El mundo al que se dirigió Juan XXIII se encontraba en estado de desorden, consecuencia de las dos guerras mundiales del siglo XX, el surgimiento de sistemas totalitarios demoledores, la acumulación de inmensos sufrimientos humanos y el desencadenamiento, contra la Iglesia, a lo largo del siglo, de la mayor persecución de la historia: México, España, China, URSS, Polonia, Hungría, Checoslovaquia, Albania... El "muro de Berlín" sería la viga corona de tanto maltrato... Parecía que la desconfianza, la división, la guerra fría durarían para siempre... La crisis de Cuba casi degenera en una guerra nuclear...
La razón como guía. Confiando en Dios y en la capacidad humana de enmendar, Juan XXIII planteó las cuatro exigencias humanas sobre las que edificar la paz: la verdad de que, más que los propios derechos, hay que reconocer los propios deberes para con los demás. La justicia edificará la paz cuando cada uno respete los derechos ajenos y se esfuerce por cumplir plenamente los propios deberes para con los demás. El amor será fermento de paz cuando la gente sienta las necesidades de los otros como propias y comparta con ellos lo que posee, empezando por los valores del espíritu. La libertad alimentará la paz y la hará fructificar cuando, en la elección de los medios para alcanzarla, las personas se guíen por la razón y asuman con valentía la responsabilidad de las propias acciones.
Juan XXIII manifestó los dinamismos profundos que estaban ya actuando en la historia. La situación desordenada del mundo iba a cambiar: se iniciaba una revolución espiritual.
La humanidad emprendía una nueva etapa movida por la convicción de que todos los seres humanos son, por dignidad natural, iguales entre sí; estaba más consciente de la necesidad de revalorar la verdad, la justicia, el amor y la libertad. El mundo quiere llevar esos bienes espirituales a la vida social de todas las naciones.
Para quienes se guiaban por la voz de Juan XXIII lo más natural fue la caída del “muro de Berlín” con todas sus consecuencias.
Camino inconcluso. Hay que defender y promover los derechos humanos fundamentales de todos los habitantes de la Tierra. Debe lograrse que las Naciones Unidas se interesen más y mejor por esta cuestión en el ancho mundo.
En el fondo de lo que se trata es de conocer y acatar la ley moral universal inscrita en el corazón de la persona. Ello debe llevar a percatarse de que hay un bien común universal que demanda una autoridad pública internacional que tenga como objetivo ser gerente de ese bien.
Una mayor conciencia de los deberes humanos reportaría gran beneficio a la causa de la paz.
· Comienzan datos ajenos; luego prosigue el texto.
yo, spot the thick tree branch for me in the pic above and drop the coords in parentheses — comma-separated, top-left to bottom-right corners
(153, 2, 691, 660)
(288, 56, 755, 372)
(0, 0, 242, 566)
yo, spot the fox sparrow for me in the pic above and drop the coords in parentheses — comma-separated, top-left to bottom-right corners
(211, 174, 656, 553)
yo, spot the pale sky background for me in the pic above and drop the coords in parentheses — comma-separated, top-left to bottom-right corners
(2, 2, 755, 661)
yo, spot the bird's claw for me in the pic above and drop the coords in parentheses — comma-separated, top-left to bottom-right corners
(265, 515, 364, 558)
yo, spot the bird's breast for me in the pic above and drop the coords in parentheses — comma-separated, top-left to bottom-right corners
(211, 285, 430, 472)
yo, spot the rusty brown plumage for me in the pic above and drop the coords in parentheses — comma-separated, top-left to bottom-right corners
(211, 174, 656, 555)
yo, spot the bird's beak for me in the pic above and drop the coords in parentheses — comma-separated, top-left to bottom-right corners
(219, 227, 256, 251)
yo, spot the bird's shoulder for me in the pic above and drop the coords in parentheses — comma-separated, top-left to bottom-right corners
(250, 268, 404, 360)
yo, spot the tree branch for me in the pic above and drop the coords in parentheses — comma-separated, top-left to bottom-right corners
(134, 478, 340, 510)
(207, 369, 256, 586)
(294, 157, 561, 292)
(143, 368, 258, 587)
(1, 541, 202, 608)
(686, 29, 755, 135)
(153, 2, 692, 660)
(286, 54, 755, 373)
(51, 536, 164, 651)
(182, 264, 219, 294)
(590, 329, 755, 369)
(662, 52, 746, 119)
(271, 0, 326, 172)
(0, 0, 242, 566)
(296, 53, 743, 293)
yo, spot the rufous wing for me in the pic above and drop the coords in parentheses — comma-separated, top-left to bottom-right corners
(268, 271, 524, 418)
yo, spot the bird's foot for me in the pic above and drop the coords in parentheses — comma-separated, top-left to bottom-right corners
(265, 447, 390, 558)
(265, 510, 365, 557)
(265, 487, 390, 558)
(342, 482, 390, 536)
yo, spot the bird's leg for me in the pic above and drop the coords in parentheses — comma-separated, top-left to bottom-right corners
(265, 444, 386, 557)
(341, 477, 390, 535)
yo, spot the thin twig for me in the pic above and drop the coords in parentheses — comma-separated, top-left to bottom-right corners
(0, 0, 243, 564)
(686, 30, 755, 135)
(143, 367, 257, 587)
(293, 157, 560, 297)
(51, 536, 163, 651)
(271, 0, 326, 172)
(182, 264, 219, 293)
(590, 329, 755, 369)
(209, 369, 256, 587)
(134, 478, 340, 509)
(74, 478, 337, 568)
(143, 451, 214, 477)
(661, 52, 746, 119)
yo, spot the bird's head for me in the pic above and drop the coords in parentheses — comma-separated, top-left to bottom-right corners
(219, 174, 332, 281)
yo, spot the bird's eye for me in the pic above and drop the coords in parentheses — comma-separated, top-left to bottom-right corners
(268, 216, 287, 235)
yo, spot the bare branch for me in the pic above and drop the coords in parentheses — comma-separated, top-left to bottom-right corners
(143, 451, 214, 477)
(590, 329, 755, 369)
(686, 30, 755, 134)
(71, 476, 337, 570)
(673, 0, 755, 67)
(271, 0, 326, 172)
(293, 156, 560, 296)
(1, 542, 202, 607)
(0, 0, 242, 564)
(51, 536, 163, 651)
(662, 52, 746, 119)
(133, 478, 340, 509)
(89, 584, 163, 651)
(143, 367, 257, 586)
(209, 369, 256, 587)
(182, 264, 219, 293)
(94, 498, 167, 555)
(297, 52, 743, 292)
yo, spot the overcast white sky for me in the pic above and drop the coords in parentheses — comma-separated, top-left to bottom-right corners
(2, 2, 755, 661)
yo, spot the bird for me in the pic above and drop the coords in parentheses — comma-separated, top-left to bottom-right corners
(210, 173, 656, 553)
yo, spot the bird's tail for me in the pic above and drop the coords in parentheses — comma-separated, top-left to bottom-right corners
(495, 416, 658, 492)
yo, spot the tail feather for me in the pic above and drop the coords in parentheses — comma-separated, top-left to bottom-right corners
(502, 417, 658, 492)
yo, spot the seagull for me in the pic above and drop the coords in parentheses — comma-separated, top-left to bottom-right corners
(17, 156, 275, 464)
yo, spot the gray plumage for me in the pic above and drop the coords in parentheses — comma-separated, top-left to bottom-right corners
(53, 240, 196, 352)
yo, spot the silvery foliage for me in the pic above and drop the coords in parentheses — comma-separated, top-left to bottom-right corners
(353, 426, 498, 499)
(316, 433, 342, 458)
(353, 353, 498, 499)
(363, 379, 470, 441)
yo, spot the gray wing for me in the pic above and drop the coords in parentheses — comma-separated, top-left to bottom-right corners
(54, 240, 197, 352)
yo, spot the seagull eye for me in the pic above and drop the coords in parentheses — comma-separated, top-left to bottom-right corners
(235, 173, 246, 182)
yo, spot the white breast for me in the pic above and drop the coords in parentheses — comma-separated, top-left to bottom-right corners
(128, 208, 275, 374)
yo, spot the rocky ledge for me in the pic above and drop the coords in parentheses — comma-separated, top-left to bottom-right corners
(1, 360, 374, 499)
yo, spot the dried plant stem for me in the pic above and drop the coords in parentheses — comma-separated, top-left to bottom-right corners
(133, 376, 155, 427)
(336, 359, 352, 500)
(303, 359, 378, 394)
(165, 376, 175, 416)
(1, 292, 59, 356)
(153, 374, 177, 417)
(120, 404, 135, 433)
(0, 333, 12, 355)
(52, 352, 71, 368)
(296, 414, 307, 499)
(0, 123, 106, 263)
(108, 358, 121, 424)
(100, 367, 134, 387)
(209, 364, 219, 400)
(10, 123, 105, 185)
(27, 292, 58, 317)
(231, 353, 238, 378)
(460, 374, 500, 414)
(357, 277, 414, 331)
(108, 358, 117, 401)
Porque es el deber el que establece el ámbito dentro del que los derechos humanos tienen que regularse para que no se transformen en el ejercicio de una arbitrariedad.
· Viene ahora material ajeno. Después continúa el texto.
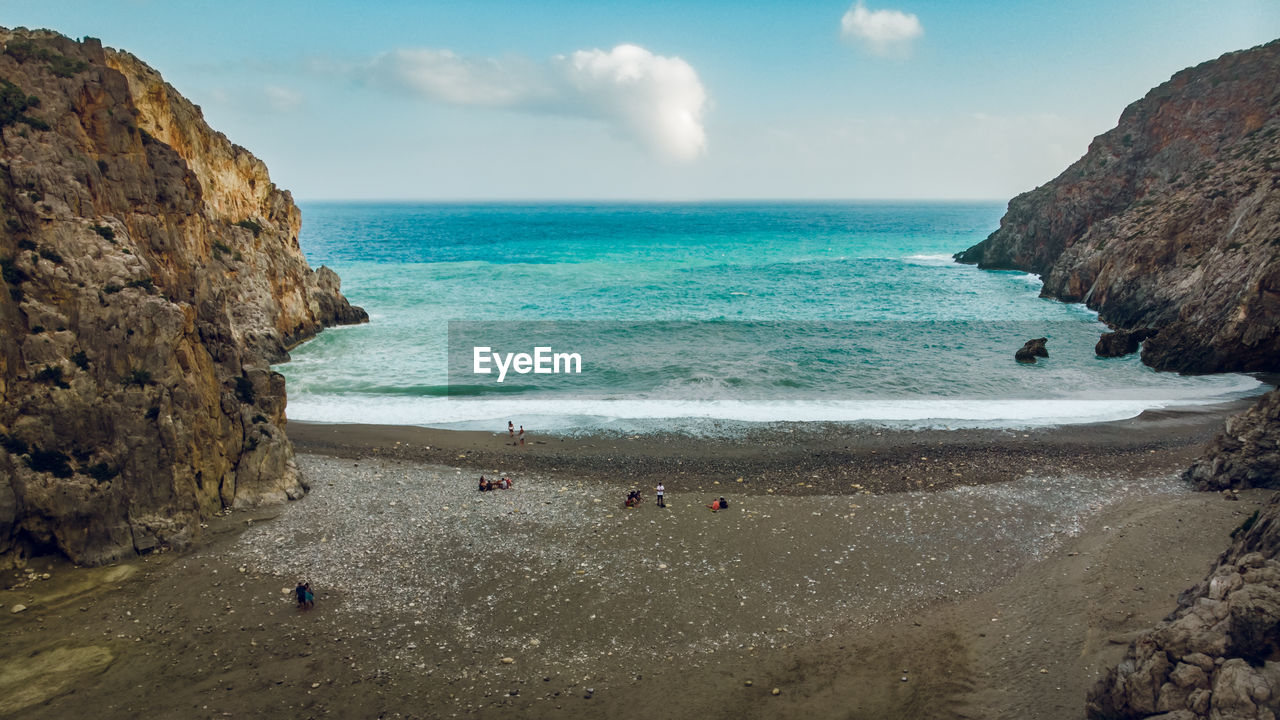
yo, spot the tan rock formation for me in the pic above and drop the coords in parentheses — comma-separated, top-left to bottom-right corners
(0, 29, 366, 566)
(1088, 507, 1280, 720)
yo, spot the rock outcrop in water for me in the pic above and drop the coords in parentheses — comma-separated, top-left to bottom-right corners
(955, 38, 1280, 497)
(1015, 337, 1048, 364)
(1096, 328, 1157, 359)
(955, 39, 1280, 376)
(0, 29, 366, 566)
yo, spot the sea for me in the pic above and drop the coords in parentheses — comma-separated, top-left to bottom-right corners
(277, 202, 1263, 433)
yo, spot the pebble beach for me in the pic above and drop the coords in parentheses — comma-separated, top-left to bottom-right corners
(0, 405, 1268, 719)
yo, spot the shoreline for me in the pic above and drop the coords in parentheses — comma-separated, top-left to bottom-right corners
(287, 397, 1258, 496)
(1, 396, 1270, 719)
La religión –dice Juan Pablo II– tiene un papel vital para suscitar gestos de paz y consolidar condiciones de paz. Porque lo que la caracteriza es la apertura a Dios, con la consiguiente enseñanza de la fraternidad universal y la promoción de la cultura de la solidaridad. Al respecto recuerda lo ocurrido en Asís, donde se han reunido a orar fraternalmente los líderes de las religiones del mundo.
Lo enseñado por Juan XXIII es recreado por Juan Pablo II y presentado al mundo: si quiere la paz, que siga el camino correcto.